Capacity Planning and Forecasting

# Capacity planning model
import numpy as np
from sklearn.linear_model import LinearRegression

def forecast_capacity_needs(historical_data, days_ahead=30):
    # Prepare time series data
    X = np.array(range(len(historical_data))).reshape(-1, 1)
    y = np.array(historical_data)
    
    # Train linear regression model
    model = LinearRegression()
    model.fit(X, y)
    
    # Forecast future capacity needs
    future_X = np.array(range(len(historical_data), 
                             len(historical_data) + days_ahead)).reshape(-1, 1)
    forecast = model.predict(future_X)
    
    # Add 20% buffer for safety
    return forecast * 1.2

# Usage example
daily_active_users = [1.2e9, 1.21e9, 1.22e9, ...]  # Historical DAU data
forecasted_dau = forecast_capacity_needs(daily_active_users, 90)
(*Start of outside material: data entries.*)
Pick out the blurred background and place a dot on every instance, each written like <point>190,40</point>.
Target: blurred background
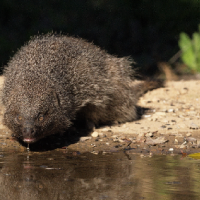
<point>161,36</point>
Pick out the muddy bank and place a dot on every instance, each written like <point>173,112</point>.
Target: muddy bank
<point>169,124</point>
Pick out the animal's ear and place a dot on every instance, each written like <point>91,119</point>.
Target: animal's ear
<point>56,98</point>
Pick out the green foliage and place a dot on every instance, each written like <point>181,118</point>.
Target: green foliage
<point>190,48</point>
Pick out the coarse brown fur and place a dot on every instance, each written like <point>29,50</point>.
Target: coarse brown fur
<point>56,79</point>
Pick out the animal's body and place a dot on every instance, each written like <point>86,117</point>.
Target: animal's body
<point>54,80</point>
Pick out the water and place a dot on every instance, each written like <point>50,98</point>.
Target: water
<point>57,175</point>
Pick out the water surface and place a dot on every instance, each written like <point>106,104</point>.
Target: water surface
<point>57,175</point>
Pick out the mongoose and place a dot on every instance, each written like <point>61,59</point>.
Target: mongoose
<point>56,79</point>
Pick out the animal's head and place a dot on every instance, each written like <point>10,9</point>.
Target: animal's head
<point>34,112</point>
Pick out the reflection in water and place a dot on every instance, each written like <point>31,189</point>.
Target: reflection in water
<point>58,176</point>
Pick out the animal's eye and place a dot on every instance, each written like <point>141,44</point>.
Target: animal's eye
<point>41,118</point>
<point>19,118</point>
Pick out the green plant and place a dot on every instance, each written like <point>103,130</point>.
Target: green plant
<point>190,48</point>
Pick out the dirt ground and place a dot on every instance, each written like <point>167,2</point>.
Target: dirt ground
<point>170,124</point>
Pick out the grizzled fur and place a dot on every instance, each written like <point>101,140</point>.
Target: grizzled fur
<point>55,79</point>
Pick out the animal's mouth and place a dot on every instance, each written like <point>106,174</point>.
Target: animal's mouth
<point>29,140</point>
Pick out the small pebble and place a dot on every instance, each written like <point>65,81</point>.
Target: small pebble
<point>95,134</point>
<point>193,126</point>
<point>82,139</point>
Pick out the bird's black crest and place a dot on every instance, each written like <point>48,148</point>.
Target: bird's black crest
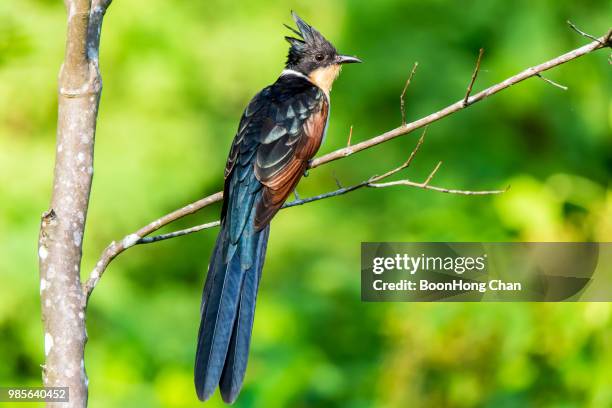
<point>308,43</point>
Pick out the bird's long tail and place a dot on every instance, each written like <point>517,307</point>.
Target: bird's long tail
<point>228,307</point>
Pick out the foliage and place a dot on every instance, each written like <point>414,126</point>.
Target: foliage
<point>177,75</point>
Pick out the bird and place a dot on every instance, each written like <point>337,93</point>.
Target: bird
<point>280,131</point>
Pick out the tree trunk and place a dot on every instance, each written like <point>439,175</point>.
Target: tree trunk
<point>61,234</point>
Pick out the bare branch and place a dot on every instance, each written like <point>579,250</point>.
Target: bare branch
<point>589,36</point>
<point>186,231</point>
<point>62,226</point>
<point>116,248</point>
<point>553,83</point>
<point>432,174</point>
<point>438,189</point>
<point>457,106</point>
<point>371,182</point>
<point>402,102</point>
<point>474,75</point>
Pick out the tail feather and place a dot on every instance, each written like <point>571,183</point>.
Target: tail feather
<point>238,353</point>
<point>227,312</point>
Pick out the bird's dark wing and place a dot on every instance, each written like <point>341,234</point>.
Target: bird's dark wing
<point>280,130</point>
<point>291,134</point>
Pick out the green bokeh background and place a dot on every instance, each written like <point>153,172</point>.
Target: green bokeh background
<point>177,75</point>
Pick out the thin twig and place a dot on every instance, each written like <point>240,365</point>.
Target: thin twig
<point>438,189</point>
<point>582,33</point>
<point>457,106</point>
<point>474,75</point>
<point>115,248</point>
<point>402,102</point>
<point>161,237</point>
<point>553,83</point>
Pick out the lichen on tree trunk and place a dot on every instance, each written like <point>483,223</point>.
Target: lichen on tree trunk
<point>63,300</point>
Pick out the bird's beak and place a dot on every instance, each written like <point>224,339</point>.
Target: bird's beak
<point>347,59</point>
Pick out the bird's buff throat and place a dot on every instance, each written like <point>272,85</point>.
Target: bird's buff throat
<point>324,77</point>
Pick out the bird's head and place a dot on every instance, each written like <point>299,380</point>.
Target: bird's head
<point>312,55</point>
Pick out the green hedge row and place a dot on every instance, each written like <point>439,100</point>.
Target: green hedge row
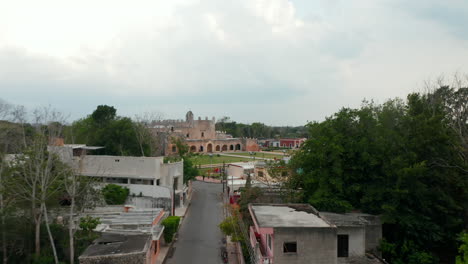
<point>171,224</point>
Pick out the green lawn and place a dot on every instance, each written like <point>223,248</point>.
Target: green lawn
<point>205,159</point>
<point>259,155</point>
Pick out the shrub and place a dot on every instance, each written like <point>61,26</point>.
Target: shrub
<point>115,194</point>
<point>171,224</point>
<point>89,223</point>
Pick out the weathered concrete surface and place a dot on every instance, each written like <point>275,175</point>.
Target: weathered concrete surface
<point>199,239</point>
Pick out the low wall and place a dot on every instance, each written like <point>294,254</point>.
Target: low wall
<point>150,202</point>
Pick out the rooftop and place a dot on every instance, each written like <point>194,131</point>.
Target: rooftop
<point>287,215</point>
<point>134,221</point>
<point>111,243</point>
<point>350,219</point>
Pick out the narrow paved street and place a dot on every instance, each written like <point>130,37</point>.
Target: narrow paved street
<point>199,238</point>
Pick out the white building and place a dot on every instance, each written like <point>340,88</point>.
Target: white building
<point>240,170</point>
<point>143,176</point>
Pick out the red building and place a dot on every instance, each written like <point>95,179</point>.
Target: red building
<point>291,142</point>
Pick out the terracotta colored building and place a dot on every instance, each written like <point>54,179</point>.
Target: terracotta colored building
<point>201,136</point>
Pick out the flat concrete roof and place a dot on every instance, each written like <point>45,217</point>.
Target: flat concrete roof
<point>110,244</point>
<point>287,215</point>
<point>351,219</point>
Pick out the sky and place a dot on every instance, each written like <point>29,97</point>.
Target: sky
<point>279,62</point>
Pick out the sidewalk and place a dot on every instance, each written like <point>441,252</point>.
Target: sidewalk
<point>200,178</point>
<point>180,211</point>
<point>232,251</point>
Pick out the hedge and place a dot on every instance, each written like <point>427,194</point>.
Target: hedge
<point>115,194</point>
<point>171,224</point>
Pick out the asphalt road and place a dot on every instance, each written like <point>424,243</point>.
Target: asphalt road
<point>199,238</point>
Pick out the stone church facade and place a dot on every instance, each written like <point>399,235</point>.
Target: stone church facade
<point>201,136</point>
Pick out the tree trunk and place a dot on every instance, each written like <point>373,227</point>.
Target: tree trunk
<point>70,231</point>
<point>4,248</point>
<point>46,218</point>
<point>37,242</point>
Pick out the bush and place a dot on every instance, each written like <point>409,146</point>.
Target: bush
<point>115,194</point>
<point>171,224</point>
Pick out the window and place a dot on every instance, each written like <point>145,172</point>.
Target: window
<point>343,246</point>
<point>141,181</point>
<point>117,180</point>
<point>269,241</point>
<point>176,182</point>
<point>290,247</point>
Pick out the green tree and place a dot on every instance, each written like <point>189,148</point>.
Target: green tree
<point>118,135</point>
<point>462,258</point>
<point>190,171</point>
<point>402,160</point>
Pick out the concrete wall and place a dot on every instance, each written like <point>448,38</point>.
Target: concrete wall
<point>134,258</point>
<point>117,166</point>
<point>314,245</point>
<point>169,171</point>
<point>235,171</point>
<point>149,202</point>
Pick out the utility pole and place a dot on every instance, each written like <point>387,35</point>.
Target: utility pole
<point>223,180</point>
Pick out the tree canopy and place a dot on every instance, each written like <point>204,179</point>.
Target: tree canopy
<point>405,160</point>
<point>118,135</point>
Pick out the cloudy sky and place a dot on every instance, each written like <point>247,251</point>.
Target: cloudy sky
<point>276,61</point>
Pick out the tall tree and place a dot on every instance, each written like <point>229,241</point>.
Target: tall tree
<point>402,160</point>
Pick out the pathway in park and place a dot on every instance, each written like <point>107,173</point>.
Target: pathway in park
<point>199,239</point>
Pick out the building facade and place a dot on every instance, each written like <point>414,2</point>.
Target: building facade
<point>298,233</point>
<point>291,142</point>
<point>200,135</point>
<point>127,236</point>
<point>143,176</point>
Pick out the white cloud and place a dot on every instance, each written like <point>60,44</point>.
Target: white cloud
<point>279,61</point>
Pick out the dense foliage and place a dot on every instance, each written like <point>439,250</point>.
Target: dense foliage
<point>171,224</point>
<point>118,135</point>
<point>259,130</point>
<point>405,160</point>
<point>115,194</point>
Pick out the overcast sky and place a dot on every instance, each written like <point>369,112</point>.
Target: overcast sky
<point>275,61</point>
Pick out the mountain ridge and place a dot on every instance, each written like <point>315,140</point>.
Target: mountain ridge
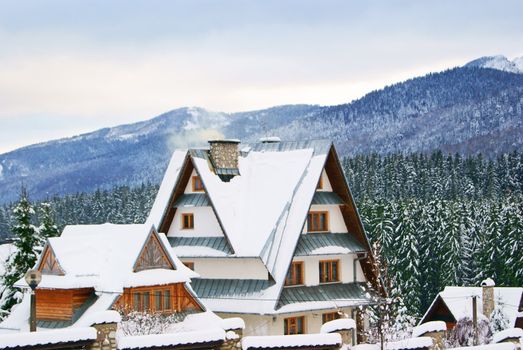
<point>466,109</point>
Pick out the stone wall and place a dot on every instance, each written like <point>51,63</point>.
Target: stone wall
<point>106,337</point>
<point>225,153</point>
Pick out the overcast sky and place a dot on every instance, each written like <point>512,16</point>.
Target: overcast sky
<point>68,67</point>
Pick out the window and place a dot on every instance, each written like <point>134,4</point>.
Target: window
<point>329,271</point>
<point>137,301</point>
<point>167,299</point>
<point>158,300</point>
<point>329,316</point>
<point>187,221</point>
<point>197,185</point>
<point>295,274</point>
<point>294,325</point>
<point>318,221</point>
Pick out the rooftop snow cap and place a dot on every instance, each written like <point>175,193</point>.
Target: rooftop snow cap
<point>269,139</point>
<point>224,155</point>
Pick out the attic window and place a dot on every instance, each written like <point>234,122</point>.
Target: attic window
<point>197,185</point>
<point>187,221</point>
<point>318,221</point>
<point>295,274</point>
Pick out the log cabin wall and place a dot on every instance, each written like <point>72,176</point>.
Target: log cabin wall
<point>60,304</point>
<point>165,299</point>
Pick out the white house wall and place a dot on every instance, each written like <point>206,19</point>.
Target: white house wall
<point>336,222</point>
<point>312,268</point>
<point>205,223</point>
<point>274,325</point>
<point>229,268</point>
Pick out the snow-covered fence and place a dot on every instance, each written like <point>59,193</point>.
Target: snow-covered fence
<point>344,326</point>
<point>511,335</point>
<point>434,329</point>
<point>330,341</point>
<point>420,343</point>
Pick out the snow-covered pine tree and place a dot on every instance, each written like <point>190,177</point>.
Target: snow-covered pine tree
<point>47,226</point>
<point>24,257</point>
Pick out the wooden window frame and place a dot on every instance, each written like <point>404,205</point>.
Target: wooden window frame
<point>195,180</point>
<point>311,217</point>
<point>320,183</point>
<point>191,221</point>
<point>323,270</point>
<point>295,281</point>
<point>329,316</point>
<point>287,325</point>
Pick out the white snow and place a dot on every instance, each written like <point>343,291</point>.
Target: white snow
<point>507,333</point>
<point>366,347</point>
<point>433,326</point>
<point>501,346</point>
<point>283,341</point>
<point>47,337</point>
<point>489,282</point>
<point>171,339</point>
<point>338,325</point>
<point>459,300</point>
<point>233,323</point>
<point>413,343</point>
<point>164,193</point>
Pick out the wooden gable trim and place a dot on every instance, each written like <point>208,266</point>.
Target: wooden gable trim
<point>179,189</point>
<point>143,261</point>
<point>49,259</point>
<point>334,172</point>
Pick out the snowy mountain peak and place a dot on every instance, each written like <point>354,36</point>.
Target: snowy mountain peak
<point>498,62</point>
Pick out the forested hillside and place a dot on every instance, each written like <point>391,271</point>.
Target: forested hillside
<point>439,220</point>
<point>469,110</point>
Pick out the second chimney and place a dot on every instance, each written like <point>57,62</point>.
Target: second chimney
<point>224,157</point>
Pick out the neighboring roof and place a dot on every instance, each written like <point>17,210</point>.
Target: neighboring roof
<point>196,246</point>
<point>459,301</point>
<point>323,296</point>
<point>64,338</point>
<point>328,243</point>
<point>103,257</point>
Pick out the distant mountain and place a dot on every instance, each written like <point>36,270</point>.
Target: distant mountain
<point>498,62</point>
<point>468,110</point>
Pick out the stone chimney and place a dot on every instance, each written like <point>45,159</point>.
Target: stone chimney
<point>487,287</point>
<point>224,157</point>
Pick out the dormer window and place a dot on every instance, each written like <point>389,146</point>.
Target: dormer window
<point>187,221</point>
<point>197,185</point>
<point>295,274</point>
<point>318,221</point>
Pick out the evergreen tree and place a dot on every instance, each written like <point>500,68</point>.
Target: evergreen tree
<point>24,256</point>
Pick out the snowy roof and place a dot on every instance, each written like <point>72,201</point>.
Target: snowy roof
<point>433,326</point>
<point>408,344</point>
<point>279,179</point>
<point>459,301</point>
<point>511,333</point>
<point>180,339</point>
<point>338,325</point>
<point>291,341</point>
<point>103,257</point>
<point>27,339</point>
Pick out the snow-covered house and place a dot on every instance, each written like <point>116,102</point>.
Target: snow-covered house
<point>94,268</point>
<point>454,303</point>
<point>272,230</point>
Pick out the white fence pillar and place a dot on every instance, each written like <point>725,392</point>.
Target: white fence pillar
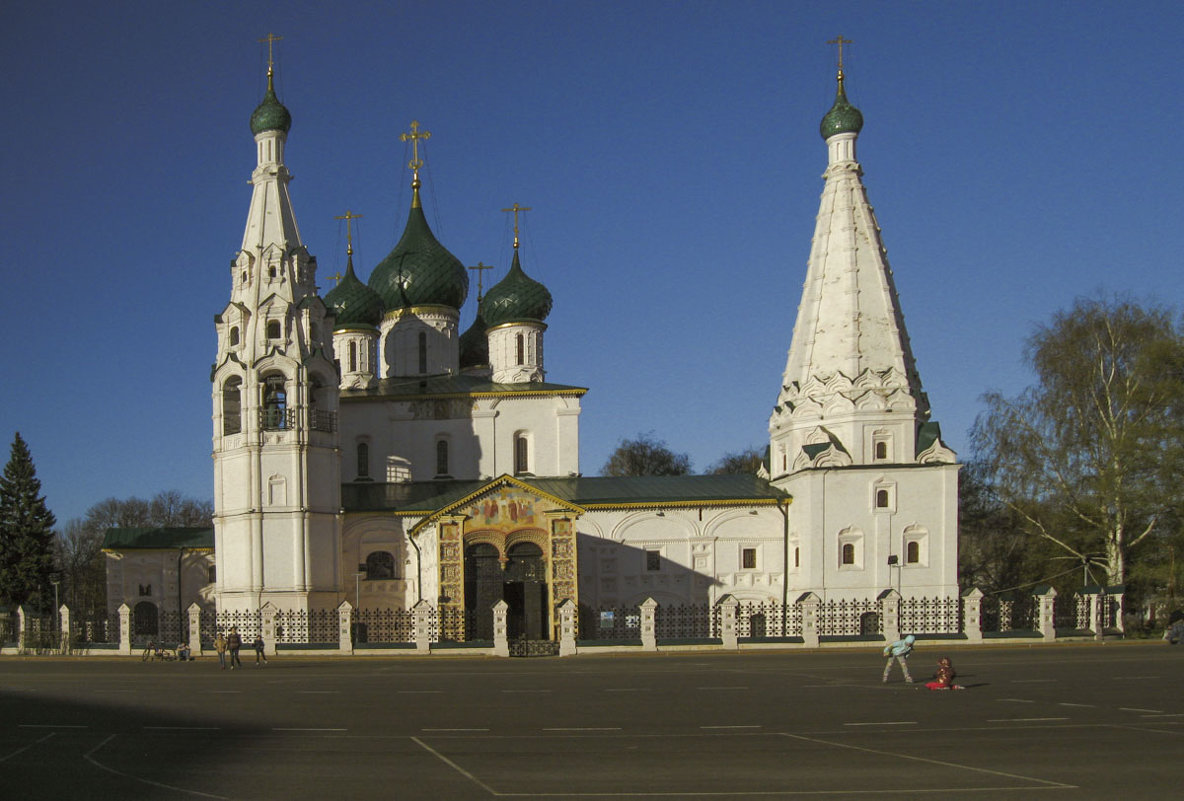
<point>1046,617</point>
<point>501,631</point>
<point>649,625</point>
<point>972,614</point>
<point>810,605</point>
<point>423,624</point>
<point>567,628</point>
<point>345,627</point>
<point>728,608</point>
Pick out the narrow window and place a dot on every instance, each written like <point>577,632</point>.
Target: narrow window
<point>652,560</point>
<point>748,559</point>
<point>362,460</point>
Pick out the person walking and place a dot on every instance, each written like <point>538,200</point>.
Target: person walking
<point>258,651</point>
<point>220,650</point>
<point>899,652</point>
<point>233,643</point>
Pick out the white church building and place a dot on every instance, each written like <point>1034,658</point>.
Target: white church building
<point>366,450</point>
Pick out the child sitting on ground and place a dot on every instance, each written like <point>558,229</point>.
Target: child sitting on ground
<point>945,677</point>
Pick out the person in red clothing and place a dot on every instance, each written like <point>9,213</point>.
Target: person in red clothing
<point>945,677</point>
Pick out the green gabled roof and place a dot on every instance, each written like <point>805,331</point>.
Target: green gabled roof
<point>455,386</point>
<point>149,538</point>
<point>590,492</point>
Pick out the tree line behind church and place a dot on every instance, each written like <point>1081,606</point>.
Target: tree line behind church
<point>1074,480</point>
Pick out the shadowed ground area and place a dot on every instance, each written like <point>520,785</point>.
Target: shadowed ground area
<point>1068,721</point>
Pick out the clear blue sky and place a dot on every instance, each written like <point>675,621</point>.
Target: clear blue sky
<point>1018,154</point>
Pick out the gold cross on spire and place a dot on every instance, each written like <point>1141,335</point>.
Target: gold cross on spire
<point>348,217</point>
<point>413,137</point>
<point>271,38</point>
<point>516,208</point>
<point>480,269</point>
<point>840,40</point>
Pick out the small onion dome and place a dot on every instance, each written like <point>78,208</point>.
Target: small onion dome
<point>474,343</point>
<point>419,271</point>
<point>516,298</point>
<point>270,114</point>
<point>354,303</point>
<point>843,117</point>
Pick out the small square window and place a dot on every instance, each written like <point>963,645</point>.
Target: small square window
<point>652,560</point>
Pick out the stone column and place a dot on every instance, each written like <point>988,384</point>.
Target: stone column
<point>810,605</point>
<point>567,628</point>
<point>194,612</point>
<point>728,607</point>
<point>501,637</point>
<point>649,609</point>
<point>889,614</point>
<point>124,630</point>
<point>345,627</point>
<point>972,614</point>
<point>1046,615</point>
<point>268,624</point>
<point>64,628</point>
<point>423,622</point>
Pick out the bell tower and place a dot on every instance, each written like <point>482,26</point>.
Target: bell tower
<point>275,404</point>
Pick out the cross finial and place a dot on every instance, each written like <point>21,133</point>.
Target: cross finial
<point>413,137</point>
<point>271,38</point>
<point>480,269</point>
<point>840,40</point>
<point>348,217</point>
<point>516,208</point>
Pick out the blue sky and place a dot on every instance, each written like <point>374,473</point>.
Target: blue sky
<point>1018,155</point>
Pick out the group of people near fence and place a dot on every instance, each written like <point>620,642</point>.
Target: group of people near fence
<point>227,647</point>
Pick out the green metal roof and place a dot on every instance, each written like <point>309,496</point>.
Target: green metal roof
<point>425,497</point>
<point>454,386</point>
<point>148,538</point>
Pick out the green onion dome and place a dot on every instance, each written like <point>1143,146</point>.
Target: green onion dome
<point>353,303</point>
<point>270,114</point>
<point>843,117</point>
<point>419,271</point>
<point>516,298</point>
<point>474,343</point>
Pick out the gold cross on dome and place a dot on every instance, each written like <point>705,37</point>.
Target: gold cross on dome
<point>840,40</point>
<point>348,217</point>
<point>271,38</point>
<point>516,208</point>
<point>480,269</point>
<point>413,137</point>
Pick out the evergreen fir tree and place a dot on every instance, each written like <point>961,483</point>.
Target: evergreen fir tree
<point>26,530</point>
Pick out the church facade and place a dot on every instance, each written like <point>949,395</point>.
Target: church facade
<point>366,450</point>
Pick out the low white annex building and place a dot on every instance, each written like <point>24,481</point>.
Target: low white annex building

# Calculate infrastructure needs
messages_per_user_per_day = 80
peak_multiplier = 3
forecasted_peak_messages = forecasted_dau * messages_per_user_per_day * peak_multiplier

# Determine required server capacity
messages_per_server_per_second = 1000
required_servers = forecasted_peak_messages / (24 * 3600 * messages_per_server_per_second)

This comprehensive scaling guide provides the foundation for building and operating a messaging platform that can handle billions of users and messages while maintaining high performance and reliability.